Lorsque les deux cercueils furent apportés à Lucknow, les voisins se rassemblèrent sur le petit chemin. Personne ne parla ; ils levèrent simplement la main, effleurant un coin du couvercle, comme s’ils craignaient de réveiller la personne endormie. Sunita déposa silencieusement un châle rouge – la couleur préférée de Kavya – sur le cercueil. Je m’agenouillai et lui pris son téléphone portable, qui affichait encore l’appel manqué du matin. L’écran était noir, mais je savais que chaque appel témoignait de ce qui s’était passé.
Pendant la prière, le prêtre lui rappela gentiment :
« Demain, nous interviendrons devant la Commission des femmes pour présenter une pétition visant à mettre fin aux interdictions excessives et à rendre les consultations médicales post-partum obligatoires. La douleur de Kavya ne doit pas s’éteindre une seconde fois. »
Après cela, une audience préliminaire a eu lieu au tribunal de district de Barabanki. Rohit baissa la tête, la voix brisée :
« J’avais peur, maman. Je pensais que les voisins se moqueraient de moi si j’emmenais ma femme à l’hôpital pendant le sutak… J’avais tort. »
Je l’ai regardé droit dans les yeux.
« Si vous avez tort, vous paierez le prix de la vérité. Signez ceci : Désormais, tout accouchement à domicile doit être un accouchement à l’hôpital. Excusez-moi ; il n’y a pas de honte à appeler le 108. »
Le représentant a acquiescé.
« Nous l’ajouterons au compte rendu de l’accord communautaire et l’enverrons au panchayat et à l’association de quartier pour diffusion. »
Mme Kathryn resta silencieuse un long moment. Puis elle déposa les clés de la maison devant moi :
« Je ne mérite pas de les garder. Quand le feu sera éteint, accroche la photo de mariage de Kavya dans le hall principal. »
Je fermai les yeux. Des larmes coulèrent, non pas d’excuses, mais de la fin de la colère.
Ce soir-là, je suis retourné sur les rives de la rivière Gomti. Le ciel était doré. Deux filets de frêne blanc flottaient sur l’eau, silencieux, comme si l’orage n’était pas encore arrivé. M. Shankar serrait fort la main de sa femme. J’écoutais le vent murmurer dans les rangées de cèdres, portant la voix feutrée de ma fille deux ou trois heures par nuit :
« Maman, je suis si fatiguée… J’ai peur… »
J’ai répondu faiblement, comme pour envoyer un message à l’infini :
« Repose en paix. Maman coopérera pleinement. »
En rentrant, je me suis arrêtée au centre de santé.
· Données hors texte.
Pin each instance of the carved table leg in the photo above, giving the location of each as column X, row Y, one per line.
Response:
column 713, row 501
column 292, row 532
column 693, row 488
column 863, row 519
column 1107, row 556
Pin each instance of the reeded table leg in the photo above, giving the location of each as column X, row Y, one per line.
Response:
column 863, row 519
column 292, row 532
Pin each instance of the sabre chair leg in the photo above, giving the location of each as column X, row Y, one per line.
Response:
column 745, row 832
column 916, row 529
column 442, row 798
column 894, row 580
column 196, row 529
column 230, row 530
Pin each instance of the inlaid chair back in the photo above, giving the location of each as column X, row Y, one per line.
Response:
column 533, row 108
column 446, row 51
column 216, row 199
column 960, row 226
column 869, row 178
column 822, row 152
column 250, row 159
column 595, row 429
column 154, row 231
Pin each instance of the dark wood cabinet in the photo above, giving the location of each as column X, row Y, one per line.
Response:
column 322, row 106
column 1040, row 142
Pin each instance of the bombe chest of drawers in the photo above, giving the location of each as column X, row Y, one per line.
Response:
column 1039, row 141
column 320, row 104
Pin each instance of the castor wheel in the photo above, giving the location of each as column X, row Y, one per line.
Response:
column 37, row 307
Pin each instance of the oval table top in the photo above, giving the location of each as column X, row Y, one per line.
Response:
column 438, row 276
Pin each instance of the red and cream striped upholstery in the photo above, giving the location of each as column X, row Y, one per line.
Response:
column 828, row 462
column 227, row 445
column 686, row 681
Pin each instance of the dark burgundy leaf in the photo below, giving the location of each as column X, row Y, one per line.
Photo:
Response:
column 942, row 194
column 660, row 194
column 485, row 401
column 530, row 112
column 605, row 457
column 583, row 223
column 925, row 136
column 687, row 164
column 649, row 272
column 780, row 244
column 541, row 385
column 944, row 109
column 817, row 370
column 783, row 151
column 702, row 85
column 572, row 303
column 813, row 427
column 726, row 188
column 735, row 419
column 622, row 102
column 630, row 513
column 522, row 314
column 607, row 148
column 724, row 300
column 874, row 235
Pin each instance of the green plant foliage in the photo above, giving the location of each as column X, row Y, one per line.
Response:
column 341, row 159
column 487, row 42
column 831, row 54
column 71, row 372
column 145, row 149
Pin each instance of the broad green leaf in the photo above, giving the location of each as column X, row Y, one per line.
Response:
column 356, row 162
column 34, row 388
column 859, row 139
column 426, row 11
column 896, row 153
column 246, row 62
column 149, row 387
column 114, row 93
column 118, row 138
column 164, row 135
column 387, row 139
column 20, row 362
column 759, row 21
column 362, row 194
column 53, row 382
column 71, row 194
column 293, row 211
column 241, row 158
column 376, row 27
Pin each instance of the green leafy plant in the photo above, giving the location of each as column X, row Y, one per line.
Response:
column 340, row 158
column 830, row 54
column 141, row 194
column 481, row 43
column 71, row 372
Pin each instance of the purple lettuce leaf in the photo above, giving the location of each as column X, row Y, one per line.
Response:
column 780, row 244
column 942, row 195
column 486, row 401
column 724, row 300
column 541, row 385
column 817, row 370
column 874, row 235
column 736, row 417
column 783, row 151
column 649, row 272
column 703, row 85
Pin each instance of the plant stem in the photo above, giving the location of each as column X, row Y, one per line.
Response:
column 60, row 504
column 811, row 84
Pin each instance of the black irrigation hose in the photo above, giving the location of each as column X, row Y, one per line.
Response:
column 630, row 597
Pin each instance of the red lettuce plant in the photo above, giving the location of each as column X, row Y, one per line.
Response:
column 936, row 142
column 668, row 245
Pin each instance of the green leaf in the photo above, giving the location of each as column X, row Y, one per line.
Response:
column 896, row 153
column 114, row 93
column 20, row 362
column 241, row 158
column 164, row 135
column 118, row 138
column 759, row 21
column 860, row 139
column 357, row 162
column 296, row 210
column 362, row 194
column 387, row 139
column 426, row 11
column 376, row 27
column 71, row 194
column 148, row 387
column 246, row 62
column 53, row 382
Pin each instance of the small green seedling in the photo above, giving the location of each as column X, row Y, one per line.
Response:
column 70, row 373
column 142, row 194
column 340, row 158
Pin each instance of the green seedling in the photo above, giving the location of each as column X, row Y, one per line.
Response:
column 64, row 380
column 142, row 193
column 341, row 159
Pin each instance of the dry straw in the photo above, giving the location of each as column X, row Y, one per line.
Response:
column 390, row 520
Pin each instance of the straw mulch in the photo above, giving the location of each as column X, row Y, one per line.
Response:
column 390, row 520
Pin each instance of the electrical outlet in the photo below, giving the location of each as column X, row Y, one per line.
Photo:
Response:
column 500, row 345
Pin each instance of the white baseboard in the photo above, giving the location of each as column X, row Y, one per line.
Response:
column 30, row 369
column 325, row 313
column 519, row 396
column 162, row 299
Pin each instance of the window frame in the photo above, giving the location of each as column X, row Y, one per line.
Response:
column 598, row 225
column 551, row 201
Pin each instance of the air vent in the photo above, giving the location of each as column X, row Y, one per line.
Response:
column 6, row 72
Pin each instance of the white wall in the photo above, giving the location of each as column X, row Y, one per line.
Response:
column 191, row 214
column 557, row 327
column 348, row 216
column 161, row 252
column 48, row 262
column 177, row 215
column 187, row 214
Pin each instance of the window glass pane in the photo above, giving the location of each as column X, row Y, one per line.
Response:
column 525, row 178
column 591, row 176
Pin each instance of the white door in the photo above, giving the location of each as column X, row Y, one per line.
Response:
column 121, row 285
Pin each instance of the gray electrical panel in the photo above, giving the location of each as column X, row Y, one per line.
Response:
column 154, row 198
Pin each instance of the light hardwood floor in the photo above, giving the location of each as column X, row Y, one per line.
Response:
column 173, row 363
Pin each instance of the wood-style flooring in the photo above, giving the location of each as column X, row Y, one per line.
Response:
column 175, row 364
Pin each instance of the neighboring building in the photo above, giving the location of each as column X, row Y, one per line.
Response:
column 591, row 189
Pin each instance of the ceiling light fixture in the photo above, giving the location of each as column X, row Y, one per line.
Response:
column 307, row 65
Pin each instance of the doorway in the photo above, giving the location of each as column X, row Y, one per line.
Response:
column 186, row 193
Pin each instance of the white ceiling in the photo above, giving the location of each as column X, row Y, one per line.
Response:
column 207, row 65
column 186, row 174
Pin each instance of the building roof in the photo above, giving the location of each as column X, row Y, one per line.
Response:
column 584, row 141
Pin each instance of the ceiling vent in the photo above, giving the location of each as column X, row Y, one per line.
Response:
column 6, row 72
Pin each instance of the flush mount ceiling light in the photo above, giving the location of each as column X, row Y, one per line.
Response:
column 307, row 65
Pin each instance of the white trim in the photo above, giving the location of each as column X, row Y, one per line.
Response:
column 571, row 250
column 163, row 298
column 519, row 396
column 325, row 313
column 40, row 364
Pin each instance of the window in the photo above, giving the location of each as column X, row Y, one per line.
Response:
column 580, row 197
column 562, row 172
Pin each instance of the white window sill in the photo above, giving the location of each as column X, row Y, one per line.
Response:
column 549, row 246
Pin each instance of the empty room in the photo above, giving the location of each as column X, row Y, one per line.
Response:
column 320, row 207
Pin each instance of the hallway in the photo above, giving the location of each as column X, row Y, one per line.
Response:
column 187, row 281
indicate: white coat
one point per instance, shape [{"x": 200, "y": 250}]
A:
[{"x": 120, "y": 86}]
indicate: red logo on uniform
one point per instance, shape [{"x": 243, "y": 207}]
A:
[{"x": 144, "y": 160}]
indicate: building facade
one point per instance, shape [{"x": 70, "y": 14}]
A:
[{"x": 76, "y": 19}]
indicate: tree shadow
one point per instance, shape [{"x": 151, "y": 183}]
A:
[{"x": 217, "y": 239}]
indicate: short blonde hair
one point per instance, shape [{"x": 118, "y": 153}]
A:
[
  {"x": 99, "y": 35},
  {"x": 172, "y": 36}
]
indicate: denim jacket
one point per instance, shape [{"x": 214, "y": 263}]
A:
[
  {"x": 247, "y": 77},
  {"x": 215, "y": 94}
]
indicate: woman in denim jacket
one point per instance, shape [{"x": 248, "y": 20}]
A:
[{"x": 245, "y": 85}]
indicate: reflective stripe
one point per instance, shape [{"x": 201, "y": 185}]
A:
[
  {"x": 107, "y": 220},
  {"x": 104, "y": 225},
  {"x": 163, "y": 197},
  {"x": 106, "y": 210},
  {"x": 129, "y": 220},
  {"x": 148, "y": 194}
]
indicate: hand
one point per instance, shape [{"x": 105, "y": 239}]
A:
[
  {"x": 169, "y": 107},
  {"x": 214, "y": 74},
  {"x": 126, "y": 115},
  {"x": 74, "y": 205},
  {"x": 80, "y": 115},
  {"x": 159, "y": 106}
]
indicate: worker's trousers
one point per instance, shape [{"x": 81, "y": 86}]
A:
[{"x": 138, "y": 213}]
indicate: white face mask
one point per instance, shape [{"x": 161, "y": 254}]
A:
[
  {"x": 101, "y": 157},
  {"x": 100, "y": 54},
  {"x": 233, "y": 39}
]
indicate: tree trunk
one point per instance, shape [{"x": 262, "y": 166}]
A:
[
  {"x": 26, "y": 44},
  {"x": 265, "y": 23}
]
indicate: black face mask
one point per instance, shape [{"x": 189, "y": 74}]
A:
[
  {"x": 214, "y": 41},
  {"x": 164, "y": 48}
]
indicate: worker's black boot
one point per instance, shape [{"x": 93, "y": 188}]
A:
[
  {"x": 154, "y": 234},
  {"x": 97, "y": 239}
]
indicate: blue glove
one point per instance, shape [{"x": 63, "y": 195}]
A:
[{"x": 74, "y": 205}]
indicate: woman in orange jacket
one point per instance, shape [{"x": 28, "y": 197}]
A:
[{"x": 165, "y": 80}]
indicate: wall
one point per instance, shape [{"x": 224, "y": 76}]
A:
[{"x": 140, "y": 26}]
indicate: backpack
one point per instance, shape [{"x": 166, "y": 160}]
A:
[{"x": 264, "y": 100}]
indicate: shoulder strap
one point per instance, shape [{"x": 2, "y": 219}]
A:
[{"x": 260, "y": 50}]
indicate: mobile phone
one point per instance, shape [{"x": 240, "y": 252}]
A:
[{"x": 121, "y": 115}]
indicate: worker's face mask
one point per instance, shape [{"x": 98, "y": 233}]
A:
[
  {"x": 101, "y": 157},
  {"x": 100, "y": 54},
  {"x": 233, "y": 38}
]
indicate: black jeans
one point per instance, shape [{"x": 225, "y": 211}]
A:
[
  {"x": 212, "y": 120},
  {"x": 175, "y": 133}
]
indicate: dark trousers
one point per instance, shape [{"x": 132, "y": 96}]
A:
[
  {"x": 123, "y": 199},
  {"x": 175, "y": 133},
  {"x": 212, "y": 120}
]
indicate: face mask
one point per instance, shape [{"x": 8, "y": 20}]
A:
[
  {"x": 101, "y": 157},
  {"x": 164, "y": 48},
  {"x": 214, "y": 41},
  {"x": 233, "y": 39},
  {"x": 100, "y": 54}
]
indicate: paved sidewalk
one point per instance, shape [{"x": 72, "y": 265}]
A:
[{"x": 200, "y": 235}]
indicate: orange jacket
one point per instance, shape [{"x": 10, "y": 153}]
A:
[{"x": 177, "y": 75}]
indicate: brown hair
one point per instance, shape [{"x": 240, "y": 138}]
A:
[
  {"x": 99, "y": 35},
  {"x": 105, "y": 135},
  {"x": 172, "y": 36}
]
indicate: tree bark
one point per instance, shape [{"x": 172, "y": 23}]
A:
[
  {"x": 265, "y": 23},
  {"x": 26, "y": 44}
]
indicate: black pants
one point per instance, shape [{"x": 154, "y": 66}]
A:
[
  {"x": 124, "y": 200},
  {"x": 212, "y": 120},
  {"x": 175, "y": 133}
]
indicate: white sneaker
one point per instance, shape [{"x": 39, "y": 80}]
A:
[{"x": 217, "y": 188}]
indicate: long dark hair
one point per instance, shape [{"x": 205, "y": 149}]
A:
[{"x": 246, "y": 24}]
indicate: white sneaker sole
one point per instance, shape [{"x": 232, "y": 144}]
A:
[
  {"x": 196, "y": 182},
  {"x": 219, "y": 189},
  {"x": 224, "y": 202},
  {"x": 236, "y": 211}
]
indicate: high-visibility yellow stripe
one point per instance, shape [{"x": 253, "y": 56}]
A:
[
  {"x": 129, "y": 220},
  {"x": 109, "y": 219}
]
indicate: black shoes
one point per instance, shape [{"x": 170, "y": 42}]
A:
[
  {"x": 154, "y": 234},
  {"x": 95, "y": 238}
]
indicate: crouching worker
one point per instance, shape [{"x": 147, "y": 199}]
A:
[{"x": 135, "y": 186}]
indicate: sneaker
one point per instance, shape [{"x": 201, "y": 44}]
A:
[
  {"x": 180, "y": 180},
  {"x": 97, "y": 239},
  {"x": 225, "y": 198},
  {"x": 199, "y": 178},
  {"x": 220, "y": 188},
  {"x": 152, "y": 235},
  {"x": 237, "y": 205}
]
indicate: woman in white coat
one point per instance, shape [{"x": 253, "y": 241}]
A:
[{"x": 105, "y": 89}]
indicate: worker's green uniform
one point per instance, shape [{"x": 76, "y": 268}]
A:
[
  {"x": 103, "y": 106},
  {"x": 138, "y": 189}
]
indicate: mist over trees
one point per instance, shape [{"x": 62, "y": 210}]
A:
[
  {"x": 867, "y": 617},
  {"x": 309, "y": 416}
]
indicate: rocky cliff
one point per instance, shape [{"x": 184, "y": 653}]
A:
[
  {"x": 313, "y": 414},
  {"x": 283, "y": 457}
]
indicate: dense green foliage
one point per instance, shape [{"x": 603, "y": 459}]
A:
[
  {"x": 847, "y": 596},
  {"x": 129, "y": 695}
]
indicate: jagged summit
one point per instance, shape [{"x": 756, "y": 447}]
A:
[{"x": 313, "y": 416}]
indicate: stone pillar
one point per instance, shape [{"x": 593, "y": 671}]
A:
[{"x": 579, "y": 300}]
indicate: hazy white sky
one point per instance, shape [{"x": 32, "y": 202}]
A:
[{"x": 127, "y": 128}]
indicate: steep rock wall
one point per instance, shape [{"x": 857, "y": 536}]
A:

Sunita collait une nouvelle affiche :
« Après la naissance du bébé, ne restez pas seule. Appelez le 108. »
Les numéros 112 et 181 étaient inscrits en dessous. J’en ai pris quelques-unes et j’ai décidé d’aller de maison en maison dans le village de Bhawanipur avec Sunita et l’association des femmes. La prochaine fois, toutes les portes verrouillées cette nuit-là devraient être ouvertes pour les gyrophares.
Ce soir-là, j’ai placé la photo de Kavya dans le lieu le plus sacré et j’ai allumé une petite lampe. La flamme brillait intensément, mais ne s’éteignait pas. J’ai murmuré à mes enfants et petits-enfants :
« Demain, je porterai plainte, demanderai la garde des preuves et lancerai une campagne “Ne fermez pas la porte quand la mère appelle à l’aide”. Notre douleur sera le chemin d’autres mères. »
Et je sais que la troisième partie sera un voyage en dehors de la cuisine pour mettre un numéro d’urgence dans chaque poche de chemise, afin qu’aucune mère n’ait à écouter son bébé pleurer derrière une porte fermée au milieu de la nuit.